Cette entreprise recèle pourtant dès le départ une contradiction insoluble : si le monde n’a aucun sens, alors tout sens que nous donnerions à nos vies se révèlerait aussi trompeur puisqu’on ne voit pas comment les diverses significations que nous pourrions choisir ne seraient pas entachées des mêmes vices que le monde où elles s’inscrivent. Admettons que nous adorions la philatélie. Nous pourrions consacrer toute notre existence à la philatélie. Ce serait une façon de lui donner un sens : vivre pour collectionner des timbres. Fort bien, sauf qu’on voit immédiatement que collectionner des timbres n’a pas plus de sens que collectionner les boîtes de Camembert ou que franchir la Manche à la nage. Tout cela est aussi absurde et dénué de sens que le monde même où nous pouvons nous adonner à de telles activités.

L’existentialisme bute donc sur la vanité du monde qui le rend aussi vain que la collection de boîtes de Camembert.

Un espoir nous reste pourtant : le monde est certes absurde, mais cette absurdité est cependant parfaitement supportable lorsque, contre toute attente, nous y rencontrons le plaisir. J’ai beau me dire ainsi que la sexualité est certainement une activité aussi absurde que toutes les autres, c’est tout de même bien plaisant.

Recherchant mon propre plaisir, je découvre en chemin le principal outil qui me permettra de maîtriser le monde : la rationalité. Je n’ai pas voulu la rationalité. Le monde non plus. Mais elle est un produit de ce monde au même titre que les timbres-poste ou le sexe ; or, à leur différence, elle ne se satisfait pas de l’absurdité de ce monde. En répondant aux trois questions fondamentales que lui pose l’esprit selon Kant : « Que puis-je connaître ? Que dois-je faire ? Que puis-je espérer ? », elle cherche précisément à donner à nos existences le sens qui leur manque initialement. Mais, à l’encontre des recommandations de l’existentialisme, la rationalité ne saurait se satisfaire d’un but aussi absurde que collectionner les boîtes de Camembert.
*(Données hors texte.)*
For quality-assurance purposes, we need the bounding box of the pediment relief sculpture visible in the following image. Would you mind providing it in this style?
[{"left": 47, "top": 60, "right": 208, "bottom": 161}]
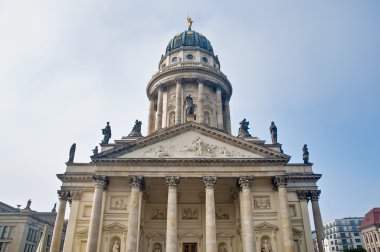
[{"left": 253, "top": 197, "right": 271, "bottom": 210}]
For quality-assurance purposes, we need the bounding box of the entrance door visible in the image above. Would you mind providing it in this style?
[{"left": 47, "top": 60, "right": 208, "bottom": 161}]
[{"left": 183, "top": 243, "right": 197, "bottom": 252}]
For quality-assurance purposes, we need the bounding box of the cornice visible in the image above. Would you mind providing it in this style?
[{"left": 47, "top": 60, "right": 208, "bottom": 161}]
[
  {"left": 92, "top": 122, "right": 290, "bottom": 161},
  {"left": 146, "top": 63, "right": 232, "bottom": 98}
]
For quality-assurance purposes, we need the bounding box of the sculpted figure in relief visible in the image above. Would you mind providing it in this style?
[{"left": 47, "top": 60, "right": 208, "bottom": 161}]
[
  {"left": 269, "top": 122, "right": 277, "bottom": 144},
  {"left": 261, "top": 239, "right": 272, "bottom": 252},
  {"left": 185, "top": 95, "right": 194, "bottom": 115},
  {"left": 112, "top": 240, "right": 120, "bottom": 252}
]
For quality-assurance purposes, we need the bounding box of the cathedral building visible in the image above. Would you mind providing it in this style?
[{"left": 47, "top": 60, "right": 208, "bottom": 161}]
[{"left": 51, "top": 18, "right": 323, "bottom": 252}]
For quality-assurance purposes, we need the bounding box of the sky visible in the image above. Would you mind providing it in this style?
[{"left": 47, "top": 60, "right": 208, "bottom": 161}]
[{"left": 0, "top": 0, "right": 380, "bottom": 222}]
Or que nous apprend la rationalité lorsque nous nous sommes pleinement consacrés à elles ? Que le but rationnel de l’existence est, pour l’individu, d’être de plus en plus rationnel ; la rationalité se veut elle-même, elle est son propre but, sa propre téléologie.

Bien sûr, quand on y réfléchit un peu, cela peut paraître aussi absurde que de collectionner les timbres car la rationalité, en se voulant elle-même, au fond, tourne en rond. Mais c’est aussi le moins idiot des choix que nous ayons puisque c’est le seul qui n’ait pas besoin d’autre chose que de soi-même pour justifier sa propre existence.

Vous pouvez ainsi collectionner les timbres en m’expliquant que vous le faites parce que vous y prenez plaisir. Soit. Mais même si vous y prenez plaisir, cela seul suffit-il à justifier ce plaisir ? Je pense par exemple que Francis Heaulme prend plaisir à tuer des gens, mais cela ne justifie en aucun cas ses crimes, n’est-ce pas ?

Avec la rationalité, la justification de nos actions accompagne ces mêmes actions. Si j’agis rationnellement, c’est que j’agis pour de bonnes raisons. Pas besoin d’aller plus loin. Le sens de mes actions est immédiat.

La rationalité accomplit donc une sorte de miracle involontaire : elle donne un sens à nos existences dans un monde qui n’en a pas.

Si j’étais existentialiste, je choisirais donc d’être rationnel car c’est la seule option qui tienne vraiment sa promesse de donner du sens à une vie qui en est dépourvue. En se voulant elle-même, la raison veut le monde qui l’a engendrée. Elle seule peut nous faire échapper à l’absurdité de la vie, lui donner un sens et approuver son apparition dans l’univers.